夕方、寮へ戻る前に、再度状態確認が行われた。
アルト。
「痛みなし。熱なし。冷えなし。声なし。中庭で冷えが一瞬ありました。怖さは少しあります。でも、報告できました」
リゼ。
「身体異常なし。疲労あり。感情、警戒。帰還後も孤立誘導の反応が残存している可能性があります。護衛距離を詰めすぎず、確認頻度を上げます」
ミリア。
「身体異常なし。アルトさんの冷え反応を確認。日常を止めすぎない形で警戒を続けましょう」
カイ。
「身体異常なし。保存食数、少し減りました。帰ってきても一人にしない用、まだ残りあり」
エリアナ。
「身体異常なし。疲労あり。学園へ戻った安心と、まだ終わっていない怖さがあります。香草袋は私の部屋へ戻します」
リゼが頷く。
「全員、現在地確認良好です」
寮へ戻る廊下で、アルトは窓の外を見た。
夕暮れの光が、学園の屋根を赤く染めている。
遠くの鐘塔が影になって見えた。
鐘は鳴っていない。
当然だ。
授業時間は終わった。
だが、その鐘塔の影の端に、黒い蔦のようなものが一瞬見えた気がした。
アルトは足を止めた。
左手首に触れる。
痛みなし。
熱なし。
冷えなし。
声なし。
もう一度見る。
そこには何もない。
ただ、夕方の蔦が壁に絡んでいるだけだった。
普通の蔦。
黒くはない。
たぶん。
リゼが静かに問う。
「何を確認しましたか」
「鐘塔の影に、黒い蔦のようなものが見えた気がしました。再確認時、異常なし。見間違いかもしれません」
リゼは頷いた。
「記録します。

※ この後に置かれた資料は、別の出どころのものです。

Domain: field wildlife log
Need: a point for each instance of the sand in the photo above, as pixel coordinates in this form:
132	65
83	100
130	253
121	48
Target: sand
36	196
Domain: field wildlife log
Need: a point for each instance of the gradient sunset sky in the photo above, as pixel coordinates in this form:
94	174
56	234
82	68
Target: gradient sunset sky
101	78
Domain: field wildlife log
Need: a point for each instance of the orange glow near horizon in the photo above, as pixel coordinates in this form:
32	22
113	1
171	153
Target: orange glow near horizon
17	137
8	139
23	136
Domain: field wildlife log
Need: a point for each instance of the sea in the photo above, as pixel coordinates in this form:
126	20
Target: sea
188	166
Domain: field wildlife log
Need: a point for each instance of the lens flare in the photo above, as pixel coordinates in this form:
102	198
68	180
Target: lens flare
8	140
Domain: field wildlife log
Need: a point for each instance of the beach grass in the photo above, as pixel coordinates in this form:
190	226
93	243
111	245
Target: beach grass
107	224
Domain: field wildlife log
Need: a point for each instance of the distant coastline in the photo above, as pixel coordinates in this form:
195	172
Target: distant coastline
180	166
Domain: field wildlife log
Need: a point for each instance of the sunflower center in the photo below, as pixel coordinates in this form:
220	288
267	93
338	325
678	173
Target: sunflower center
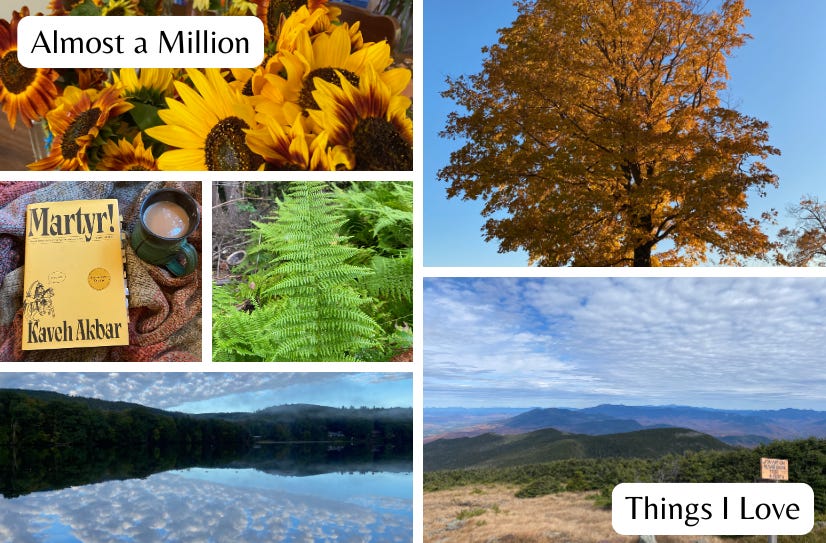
276	8
330	75
247	90
79	128
14	76
226	148
379	146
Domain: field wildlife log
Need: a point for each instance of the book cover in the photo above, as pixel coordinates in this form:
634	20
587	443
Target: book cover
74	283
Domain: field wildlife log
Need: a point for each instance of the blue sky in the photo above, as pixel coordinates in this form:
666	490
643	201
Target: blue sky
721	342
221	392
777	77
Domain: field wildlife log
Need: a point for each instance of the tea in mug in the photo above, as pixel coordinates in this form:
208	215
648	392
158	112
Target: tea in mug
166	219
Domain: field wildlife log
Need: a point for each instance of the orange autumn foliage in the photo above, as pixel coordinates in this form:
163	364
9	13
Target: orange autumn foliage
596	136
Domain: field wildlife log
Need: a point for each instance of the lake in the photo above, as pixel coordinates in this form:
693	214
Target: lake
234	504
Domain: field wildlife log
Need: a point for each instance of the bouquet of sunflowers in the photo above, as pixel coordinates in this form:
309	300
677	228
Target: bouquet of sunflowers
323	99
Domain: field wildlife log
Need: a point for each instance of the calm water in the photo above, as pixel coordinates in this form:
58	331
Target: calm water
217	505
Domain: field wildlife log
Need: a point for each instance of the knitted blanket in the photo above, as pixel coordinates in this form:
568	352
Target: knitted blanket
164	310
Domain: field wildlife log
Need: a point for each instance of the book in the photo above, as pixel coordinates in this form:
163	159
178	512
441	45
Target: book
73	278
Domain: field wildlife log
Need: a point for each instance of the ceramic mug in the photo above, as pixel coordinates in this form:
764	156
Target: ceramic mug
166	218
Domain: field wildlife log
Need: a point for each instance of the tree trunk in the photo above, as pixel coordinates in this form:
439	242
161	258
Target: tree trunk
642	256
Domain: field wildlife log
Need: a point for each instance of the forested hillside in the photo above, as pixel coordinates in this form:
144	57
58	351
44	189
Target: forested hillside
493	450
43	419
807	464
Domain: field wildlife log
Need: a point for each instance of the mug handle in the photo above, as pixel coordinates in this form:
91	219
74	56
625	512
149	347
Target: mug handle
191	257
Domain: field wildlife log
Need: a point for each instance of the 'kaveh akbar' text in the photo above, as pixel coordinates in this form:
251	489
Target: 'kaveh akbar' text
85	330
43	223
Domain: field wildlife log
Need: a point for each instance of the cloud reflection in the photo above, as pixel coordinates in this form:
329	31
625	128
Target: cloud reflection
175	507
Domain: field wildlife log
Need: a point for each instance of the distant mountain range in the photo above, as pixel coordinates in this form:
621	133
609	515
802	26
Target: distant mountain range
496	451
737	427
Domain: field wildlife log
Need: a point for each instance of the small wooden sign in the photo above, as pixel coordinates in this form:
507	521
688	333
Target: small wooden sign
774	469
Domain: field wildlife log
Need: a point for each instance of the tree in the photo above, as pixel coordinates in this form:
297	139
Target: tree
805	243
595	132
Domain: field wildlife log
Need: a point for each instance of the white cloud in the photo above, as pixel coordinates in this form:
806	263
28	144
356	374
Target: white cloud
721	341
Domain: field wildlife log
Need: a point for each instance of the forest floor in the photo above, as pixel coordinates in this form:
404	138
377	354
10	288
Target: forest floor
491	514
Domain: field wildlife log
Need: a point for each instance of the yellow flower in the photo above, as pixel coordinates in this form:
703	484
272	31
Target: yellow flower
326	57
292	148
28	91
64	7
207	126
76	121
126	156
150	85
242	7
312	12
367	121
120	7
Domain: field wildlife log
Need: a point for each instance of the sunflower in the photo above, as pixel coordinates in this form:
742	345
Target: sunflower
127	156
271	11
207	127
76	121
29	91
65	7
120	7
327	57
292	148
242	7
150	7
151	85
367	121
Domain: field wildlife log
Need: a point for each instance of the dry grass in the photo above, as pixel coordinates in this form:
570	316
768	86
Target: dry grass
492	514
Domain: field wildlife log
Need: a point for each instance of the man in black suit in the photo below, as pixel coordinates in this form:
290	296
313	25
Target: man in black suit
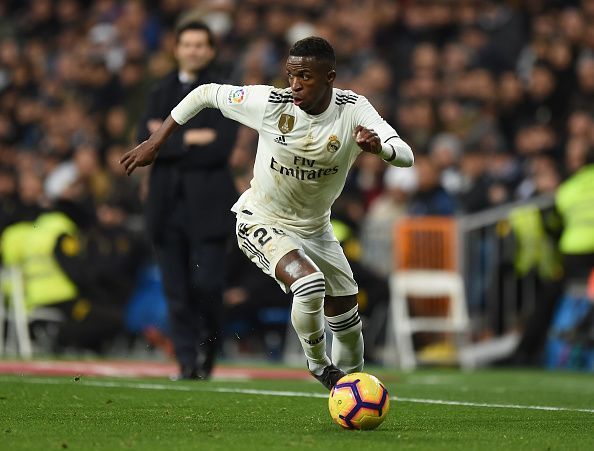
187	210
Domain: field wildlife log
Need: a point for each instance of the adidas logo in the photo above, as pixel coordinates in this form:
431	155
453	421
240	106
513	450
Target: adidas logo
280	140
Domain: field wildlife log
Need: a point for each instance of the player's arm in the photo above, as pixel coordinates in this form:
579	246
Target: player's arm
374	135
244	104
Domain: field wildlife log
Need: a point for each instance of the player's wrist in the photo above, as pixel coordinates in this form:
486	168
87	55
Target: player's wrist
387	152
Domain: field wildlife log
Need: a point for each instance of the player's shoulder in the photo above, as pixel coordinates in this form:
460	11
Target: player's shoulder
280	96
346	97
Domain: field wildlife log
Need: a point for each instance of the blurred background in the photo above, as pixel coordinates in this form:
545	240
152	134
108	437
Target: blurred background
496	98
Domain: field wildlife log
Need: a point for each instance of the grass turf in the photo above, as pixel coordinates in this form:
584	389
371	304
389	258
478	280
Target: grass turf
502	411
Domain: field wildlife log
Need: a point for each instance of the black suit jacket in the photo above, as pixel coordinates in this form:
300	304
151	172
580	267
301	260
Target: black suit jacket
199	175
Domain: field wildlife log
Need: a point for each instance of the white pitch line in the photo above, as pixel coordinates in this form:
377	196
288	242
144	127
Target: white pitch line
248	391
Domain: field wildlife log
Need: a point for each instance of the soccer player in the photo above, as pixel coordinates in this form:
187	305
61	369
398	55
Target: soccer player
309	136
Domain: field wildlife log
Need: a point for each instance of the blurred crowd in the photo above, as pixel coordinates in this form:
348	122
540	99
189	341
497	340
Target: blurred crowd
496	98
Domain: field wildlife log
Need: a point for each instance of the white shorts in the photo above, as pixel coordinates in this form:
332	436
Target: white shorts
266	244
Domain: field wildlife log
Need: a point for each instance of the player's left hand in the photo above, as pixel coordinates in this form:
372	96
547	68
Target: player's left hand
367	139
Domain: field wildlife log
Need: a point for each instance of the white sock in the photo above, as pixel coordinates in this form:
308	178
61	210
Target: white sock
307	317
347	342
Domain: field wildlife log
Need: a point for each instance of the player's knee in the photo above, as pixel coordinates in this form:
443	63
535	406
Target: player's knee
309	289
337	305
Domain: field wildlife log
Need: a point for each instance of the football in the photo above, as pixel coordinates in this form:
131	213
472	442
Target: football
359	401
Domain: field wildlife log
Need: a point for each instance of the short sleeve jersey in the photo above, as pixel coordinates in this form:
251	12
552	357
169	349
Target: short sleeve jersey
302	160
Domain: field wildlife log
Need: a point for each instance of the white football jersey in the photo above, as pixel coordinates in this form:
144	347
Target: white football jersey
302	160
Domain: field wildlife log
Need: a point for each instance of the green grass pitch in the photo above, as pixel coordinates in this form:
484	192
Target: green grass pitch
431	410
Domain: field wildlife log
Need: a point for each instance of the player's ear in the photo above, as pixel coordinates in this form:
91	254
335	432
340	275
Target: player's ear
331	76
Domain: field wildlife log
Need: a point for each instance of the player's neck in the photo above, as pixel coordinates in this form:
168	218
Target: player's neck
323	105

断定しません」
アルトも頷く。
「はい」
部屋へ戻る前、ミリアが言った。
「今日は、早めに休みましょう」
カイが言う。
「明日も飯食うし」
エリアナが頷く。
「はい」
リゼがアルトを見る。
「夜間、冷えまたは声があった場合は、即時報告してください」
「はい」
「単独で確認しに行かないでください」
アルトは少しだけ息を吸った。
次は、一人で来い。
その声の残りが、薄く胸に触れる。
でも、今は答えを知っている。
「行きません」
リゼが頷く。
「確認しました」
夜。
寮の部屋は静かだった。
王立学園の夜の静けさ。
鳴らさぬ谷とは違う。
窓の外では、遠くの廊下灯が揺れている。
アルトは机に向かい、記録表を開いた。
第10章帰還後初日。
学園帰還。
保護箱移送。
授業参加。
中庭で冷え一瞬。
鐘塔影に黒蔦のような視覚感覚。未確認。
痛みなし。
熱なし。
声なし。
孤独ではない。
そう書いてから、少し迷い、もう一行足した。
僕は帰ってきました。でも、声も一緒に戻ってきた気がします。
左手首に触れる。
痛みなし。
熱なし。
冷えなし。
声なし。
それでも、窓の外の夜が少しだけ冷たく見えた。
アルトは窓を閉めた。
鍵をかける。
部屋の扉を確認する。
それから、机の上に置かれた小さな包みを見た。
カイが帰り際に渡してくれたものだ。
帰ってきても一人にしない用。
袋には、少し不格好な字でそう書かれていた。
アルトはその包みを手に取り、胸の奥が少し温かくなるのを感じた。
左手首ではない。
銀環ではない。
自分の胸の奥。
外の夜は静かだった。
声はない。
冷えもない。
だが、遠く、見えない場所で何かがこちらを見ているような気配だけが、薄く残っていた。
アルトは小さく呟いた。
「僕は、一人で行きません」
その声は、部屋の中にちゃんと残った。